Breeding better beans

A promising new project that aims to reduce cooking time and increase yields of the common bean – a staple in African households – was birthed by an AAUN-sponsored workshop in Mauritius in January 2018 that showcased new plant breeding methods for sustainability.

“Health and nutrition, in East Africa in particular, depends on the common bean,” said Professor Wallace Cowling (UWA).

“It’s a daily source of protein, fibre, and really important in African diets – but how do you cook it? Well, it takes about two hours of boiling.”

Dr Cowling said AAUN’s initial support had given other funding bodies confidence to invest in the project. Primary partners now include UWA, CIAT (Uganda), and ACIAR and NARS in six east African countries – Uganda, Rwanda, Burundi, Ethiopia, Kenya and Tanzania.

Researchers began crossing short-cooking beans in January 2019 and after five years of annual breeding cycles they hope to have:

  • reduced cooking time by at least 30 per cent;
  • increased iron content by 15 per cent and zinc content by 10 per cent; and
  • improved grain yield and protein.

“Annual production is 6.2 million tonnes, and that’s quite big – but it can be bigger,” Dr Cowling said. “We’d like to double that through breeding better crops but it won’t happen by itself. You have to have trained people in Africa who are able to extend and get new varieties out to farmers.”

Dr Cowling said early results from African breeders had enabled his team to confidently apply new molecular technologies to breeding for improved cooking time, iron and zinc. In the next generation, a 6 per cent increase in grain yield and a 7.3 per cent reduction in cooking time was also predicted.

Thanks to AAUN’s support, Dr Cowling said, the future looked bright for the development of beans that would improve the health of African women and children and train African plant breeders to be world leaders in modern methods in plant breeding.

Being sage with salt

Professor Karen Charlton (University of Wollongong) gave an overview of the large-scale research she had been conducting into the effectiveness of strategies to reduce blood pressure in South Africa.

She also acknowledged the importance of an AAUN grant awarded to the project several years ago, which had led to more than $1 million received from philanthropic organisations to pursue the research.

Dietary risks were now the largest risk factor for premature death in the world, Dr Charlton said, and that was mostly related to the high association between diet and non-communicable diseases (NCDs).

The ballooning cost to the world from unhealthy diets included $7 trillion, which arose solely from the impact of diet on NCDs.

The reduction of salt intake by 30 per cent was one of nine voluntary global targets for 2025 set by the World Health Organisation (WHO) to reduce NCDs globally because reducing salt intake could reduce blood pressure on a population level.

Dr Charlton said WHO had produced guidelines to help countries introduce strategies to reduce salt in the diet, which included the surveillance of a population’s salt intake and harnessing industry to reformulate the amount of salt in processed foods.

South Africa was the first country to regulate salt levels across a comprehensive range of processed foods, which led to food producers having to reduce salt levels in their products by 2016.

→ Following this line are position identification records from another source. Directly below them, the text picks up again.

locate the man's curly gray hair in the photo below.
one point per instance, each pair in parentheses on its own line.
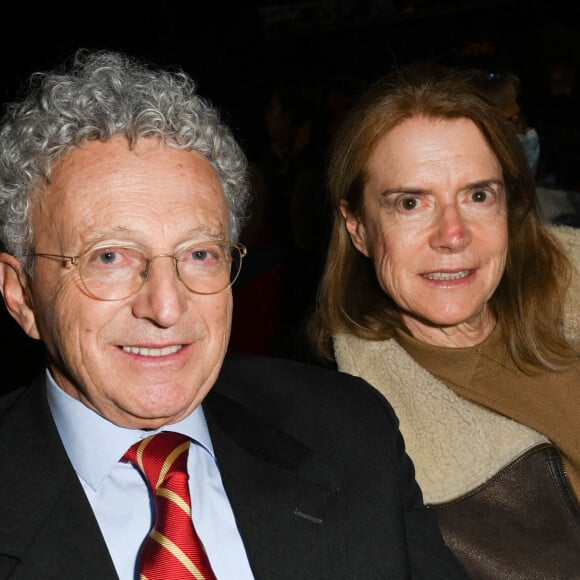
(103,94)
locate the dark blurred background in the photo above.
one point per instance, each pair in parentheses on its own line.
(237,53)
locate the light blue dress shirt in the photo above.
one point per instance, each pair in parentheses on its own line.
(120,498)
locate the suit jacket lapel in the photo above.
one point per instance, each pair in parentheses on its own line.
(274,482)
(50,524)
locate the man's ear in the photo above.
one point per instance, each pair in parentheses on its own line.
(14,289)
(355,228)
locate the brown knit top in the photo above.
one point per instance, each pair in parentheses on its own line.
(547,402)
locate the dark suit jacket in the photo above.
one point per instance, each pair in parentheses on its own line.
(311,459)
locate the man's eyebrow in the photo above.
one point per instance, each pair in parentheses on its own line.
(485,183)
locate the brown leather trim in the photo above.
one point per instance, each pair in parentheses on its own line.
(524,523)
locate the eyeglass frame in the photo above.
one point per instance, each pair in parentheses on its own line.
(76,260)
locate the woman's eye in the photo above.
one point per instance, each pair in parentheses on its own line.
(480,196)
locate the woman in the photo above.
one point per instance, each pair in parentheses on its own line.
(444,289)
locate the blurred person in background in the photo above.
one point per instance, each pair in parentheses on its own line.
(445,289)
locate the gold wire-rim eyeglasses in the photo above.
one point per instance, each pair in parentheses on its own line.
(140,264)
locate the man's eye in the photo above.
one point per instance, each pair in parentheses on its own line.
(409,203)
(109,257)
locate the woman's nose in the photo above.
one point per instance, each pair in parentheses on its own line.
(450,232)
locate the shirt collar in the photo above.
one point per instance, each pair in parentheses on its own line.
(94,444)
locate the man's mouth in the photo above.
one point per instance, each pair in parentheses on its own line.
(143,351)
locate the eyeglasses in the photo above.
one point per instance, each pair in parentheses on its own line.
(117,272)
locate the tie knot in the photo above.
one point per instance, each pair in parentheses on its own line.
(160,456)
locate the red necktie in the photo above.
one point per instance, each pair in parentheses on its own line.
(172,550)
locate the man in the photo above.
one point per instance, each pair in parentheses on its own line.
(121,199)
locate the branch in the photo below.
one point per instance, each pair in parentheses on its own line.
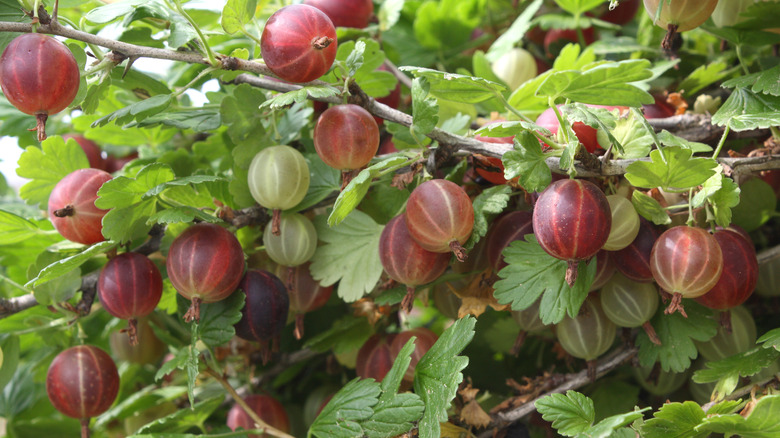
(573,381)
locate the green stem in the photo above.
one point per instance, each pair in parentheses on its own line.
(690,220)
(742,60)
(251,412)
(14,284)
(202,38)
(721,142)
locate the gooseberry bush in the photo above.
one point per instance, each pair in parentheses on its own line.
(496,218)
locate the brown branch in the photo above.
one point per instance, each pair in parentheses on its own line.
(573,381)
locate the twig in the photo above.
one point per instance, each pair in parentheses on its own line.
(573,381)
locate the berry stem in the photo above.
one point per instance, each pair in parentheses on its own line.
(408,301)
(65,211)
(193,313)
(458,250)
(648,328)
(298,332)
(676,305)
(40,125)
(85,428)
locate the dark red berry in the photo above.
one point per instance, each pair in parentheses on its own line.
(72,208)
(440,217)
(345,13)
(39,76)
(299,43)
(130,286)
(205,264)
(740,272)
(407,262)
(572,221)
(265,313)
(82,382)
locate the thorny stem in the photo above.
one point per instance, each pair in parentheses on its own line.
(249,411)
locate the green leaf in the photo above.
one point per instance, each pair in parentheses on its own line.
(10,356)
(723,194)
(300,95)
(217,319)
(756,204)
(674,420)
(743,364)
(438,374)
(425,109)
(137,111)
(632,135)
(352,404)
(649,208)
(349,254)
(162,173)
(46,166)
(570,414)
(394,416)
(677,334)
(64,266)
(531,273)
(674,169)
(236,14)
(448,23)
(527,161)
(16,229)
(455,87)
(353,193)
(123,191)
(764,82)
(745,110)
(59,289)
(578,7)
(770,339)
(184,419)
(760,423)
(487,205)
(507,40)
(125,224)
(605,84)
(347,334)
(704,76)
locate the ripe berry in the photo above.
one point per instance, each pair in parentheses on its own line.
(572,221)
(204,264)
(740,272)
(82,382)
(345,13)
(72,208)
(686,262)
(266,407)
(265,313)
(129,287)
(39,76)
(407,262)
(440,217)
(299,43)
(346,137)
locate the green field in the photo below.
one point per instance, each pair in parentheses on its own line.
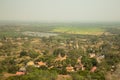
(79,30)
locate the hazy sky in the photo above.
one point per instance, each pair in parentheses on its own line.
(60,10)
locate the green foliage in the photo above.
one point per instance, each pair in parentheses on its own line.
(33,54)
(37,75)
(23,53)
(59,51)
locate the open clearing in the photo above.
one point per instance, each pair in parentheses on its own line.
(80,30)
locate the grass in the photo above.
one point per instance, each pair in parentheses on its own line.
(79,30)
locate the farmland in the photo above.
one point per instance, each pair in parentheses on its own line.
(59,51)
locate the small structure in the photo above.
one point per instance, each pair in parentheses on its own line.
(41,63)
(30,63)
(93,69)
(92,55)
(70,68)
(22,69)
(60,58)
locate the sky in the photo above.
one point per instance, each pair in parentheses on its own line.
(60,10)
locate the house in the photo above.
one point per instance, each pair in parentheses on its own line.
(22,69)
(100,58)
(70,68)
(93,69)
(92,55)
(41,63)
(30,63)
(60,58)
(79,59)
(20,73)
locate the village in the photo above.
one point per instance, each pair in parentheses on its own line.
(66,56)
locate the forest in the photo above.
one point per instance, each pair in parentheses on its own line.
(59,51)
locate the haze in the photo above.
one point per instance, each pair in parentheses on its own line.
(60,10)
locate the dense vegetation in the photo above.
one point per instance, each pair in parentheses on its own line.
(45,58)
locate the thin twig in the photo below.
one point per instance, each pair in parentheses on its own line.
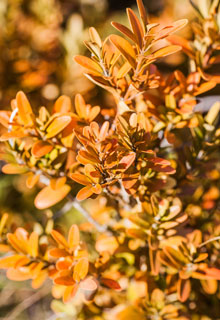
(210,240)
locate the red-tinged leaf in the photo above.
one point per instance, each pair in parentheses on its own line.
(154,261)
(80,106)
(59,239)
(12,168)
(32,180)
(99,81)
(4,248)
(162,162)
(80,178)
(62,105)
(163,52)
(125,48)
(104,131)
(41,148)
(17,245)
(4,118)
(91,66)
(13,135)
(58,183)
(10,262)
(136,27)
(58,253)
(85,157)
(89,284)
(84,193)
(142,12)
(3,222)
(209,286)
(70,293)
(33,244)
(64,281)
(185,44)
(137,233)
(24,109)
(110,283)
(17,275)
(94,36)
(127,161)
(39,280)
(57,125)
(175,26)
(81,269)
(73,237)
(183,289)
(93,113)
(97,189)
(48,197)
(64,264)
(213,273)
(124,30)
(109,244)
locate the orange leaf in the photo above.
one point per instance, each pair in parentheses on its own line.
(56,184)
(127,161)
(41,148)
(64,281)
(89,64)
(124,30)
(136,27)
(84,193)
(70,292)
(80,178)
(73,237)
(13,135)
(24,109)
(64,264)
(57,125)
(185,44)
(163,52)
(110,283)
(183,289)
(62,105)
(80,106)
(59,238)
(81,269)
(12,168)
(125,48)
(88,284)
(32,180)
(142,12)
(48,197)
(17,275)
(109,244)
(33,244)
(58,253)
(11,261)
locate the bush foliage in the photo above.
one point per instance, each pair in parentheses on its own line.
(150,163)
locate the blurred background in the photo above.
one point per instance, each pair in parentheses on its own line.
(38,39)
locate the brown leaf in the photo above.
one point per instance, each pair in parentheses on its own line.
(183,289)
(110,283)
(125,48)
(12,168)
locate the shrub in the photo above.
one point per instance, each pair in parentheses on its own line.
(151,166)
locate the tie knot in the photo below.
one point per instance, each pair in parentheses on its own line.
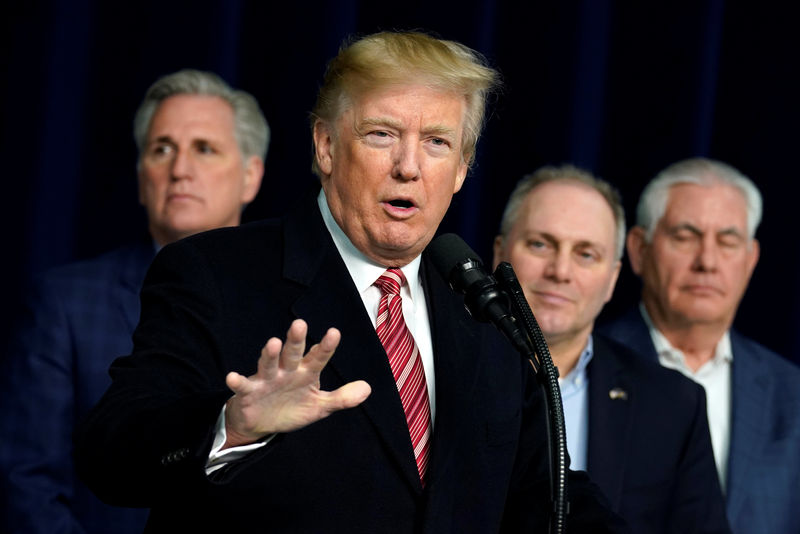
(391,281)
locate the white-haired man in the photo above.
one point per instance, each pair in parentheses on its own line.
(694,248)
(201,146)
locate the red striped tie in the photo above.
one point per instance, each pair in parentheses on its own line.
(406,365)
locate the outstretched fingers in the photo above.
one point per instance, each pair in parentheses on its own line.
(320,354)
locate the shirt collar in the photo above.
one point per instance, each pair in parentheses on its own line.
(722,352)
(362,270)
(577,376)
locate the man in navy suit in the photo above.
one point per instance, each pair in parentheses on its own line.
(694,248)
(638,429)
(217,431)
(201,151)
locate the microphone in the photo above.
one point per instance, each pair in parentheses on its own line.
(485,301)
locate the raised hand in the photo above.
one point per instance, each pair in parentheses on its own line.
(284,394)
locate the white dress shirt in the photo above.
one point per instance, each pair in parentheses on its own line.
(715,377)
(364,273)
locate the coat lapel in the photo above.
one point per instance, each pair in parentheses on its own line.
(750,386)
(458,359)
(133,267)
(610,416)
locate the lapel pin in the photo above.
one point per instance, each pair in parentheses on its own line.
(618,394)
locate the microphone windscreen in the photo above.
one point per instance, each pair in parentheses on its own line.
(448,251)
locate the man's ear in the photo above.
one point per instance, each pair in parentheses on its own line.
(323,146)
(753,254)
(636,244)
(613,281)
(461,174)
(140,183)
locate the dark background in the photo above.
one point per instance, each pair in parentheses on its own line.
(620,88)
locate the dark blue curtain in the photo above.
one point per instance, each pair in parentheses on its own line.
(621,88)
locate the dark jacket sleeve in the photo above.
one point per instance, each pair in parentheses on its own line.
(149,436)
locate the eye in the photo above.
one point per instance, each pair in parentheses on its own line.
(587,257)
(161,150)
(537,246)
(205,148)
(730,241)
(379,138)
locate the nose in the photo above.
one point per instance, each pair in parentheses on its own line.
(707,255)
(559,268)
(406,160)
(182,165)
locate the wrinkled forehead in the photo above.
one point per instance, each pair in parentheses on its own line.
(707,207)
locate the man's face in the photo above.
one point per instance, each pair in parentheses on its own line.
(697,266)
(391,165)
(562,248)
(191,174)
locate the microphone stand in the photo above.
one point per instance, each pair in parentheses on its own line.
(547,375)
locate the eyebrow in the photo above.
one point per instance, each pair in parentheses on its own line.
(582,243)
(731,230)
(434,129)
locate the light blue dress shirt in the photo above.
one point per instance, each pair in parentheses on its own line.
(575,398)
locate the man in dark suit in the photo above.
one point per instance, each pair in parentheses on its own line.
(217,431)
(638,429)
(694,247)
(201,149)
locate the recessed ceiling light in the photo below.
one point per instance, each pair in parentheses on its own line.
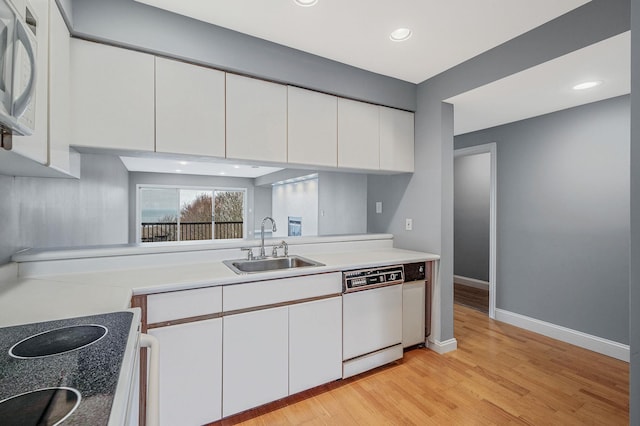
(401,34)
(587,85)
(305,3)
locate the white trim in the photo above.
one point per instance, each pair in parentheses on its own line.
(8,272)
(574,337)
(442,347)
(471,282)
(491,148)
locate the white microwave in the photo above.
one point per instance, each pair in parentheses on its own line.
(17,68)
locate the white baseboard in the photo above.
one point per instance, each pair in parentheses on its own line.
(442,347)
(578,338)
(471,282)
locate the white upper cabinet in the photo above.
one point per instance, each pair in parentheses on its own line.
(256,119)
(59,92)
(312,128)
(190,108)
(112,97)
(358,135)
(396,140)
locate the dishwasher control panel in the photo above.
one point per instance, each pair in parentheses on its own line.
(365,279)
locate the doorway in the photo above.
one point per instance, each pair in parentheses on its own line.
(475,227)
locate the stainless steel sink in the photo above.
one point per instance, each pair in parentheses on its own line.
(245,266)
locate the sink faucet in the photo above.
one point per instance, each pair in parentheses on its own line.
(262,254)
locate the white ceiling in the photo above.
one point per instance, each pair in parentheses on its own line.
(356,32)
(548,87)
(205,168)
(445,33)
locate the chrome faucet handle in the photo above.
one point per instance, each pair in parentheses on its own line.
(250,252)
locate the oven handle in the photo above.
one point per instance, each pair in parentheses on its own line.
(153,388)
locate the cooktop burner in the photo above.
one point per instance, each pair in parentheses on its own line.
(48,407)
(58,341)
(47,368)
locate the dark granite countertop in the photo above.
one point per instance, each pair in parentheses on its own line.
(92,370)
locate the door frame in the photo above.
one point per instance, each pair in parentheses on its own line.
(490,148)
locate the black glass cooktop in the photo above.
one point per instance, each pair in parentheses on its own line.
(58,341)
(46,407)
(48,368)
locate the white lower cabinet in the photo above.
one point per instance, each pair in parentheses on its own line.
(413,309)
(190,372)
(315,343)
(256,364)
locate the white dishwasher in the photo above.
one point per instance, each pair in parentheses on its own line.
(372,318)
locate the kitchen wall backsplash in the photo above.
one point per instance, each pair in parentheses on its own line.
(45,212)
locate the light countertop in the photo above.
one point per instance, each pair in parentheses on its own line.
(24,300)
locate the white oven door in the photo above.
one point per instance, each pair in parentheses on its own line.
(372,320)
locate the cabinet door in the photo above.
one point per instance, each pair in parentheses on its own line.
(189,109)
(255,359)
(358,135)
(256,119)
(190,372)
(315,343)
(36,145)
(112,97)
(59,92)
(396,140)
(413,309)
(312,128)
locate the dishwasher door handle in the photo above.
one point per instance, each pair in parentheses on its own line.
(153,386)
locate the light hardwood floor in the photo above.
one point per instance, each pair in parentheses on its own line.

“We leveraged data from WHO’s SAGE study so we could assess salt intake before the introduction of the policy and could go back three years later and assess it again to see if it had worked or not. We also had a control country in Ghana, which had no policy.”

Dr Charlton said the study showed no reduction in salt intake, which meant her team could tell the South African government that to meet its next targets for salt intake, which came into effect in June 2019, it would need to introduce stricter requirements – because the food industry did not like having to reduce salt.

“The findings also give us the opportunity to tell the South African government it needs a monitoring and surveillance framework, which it currently does not have.”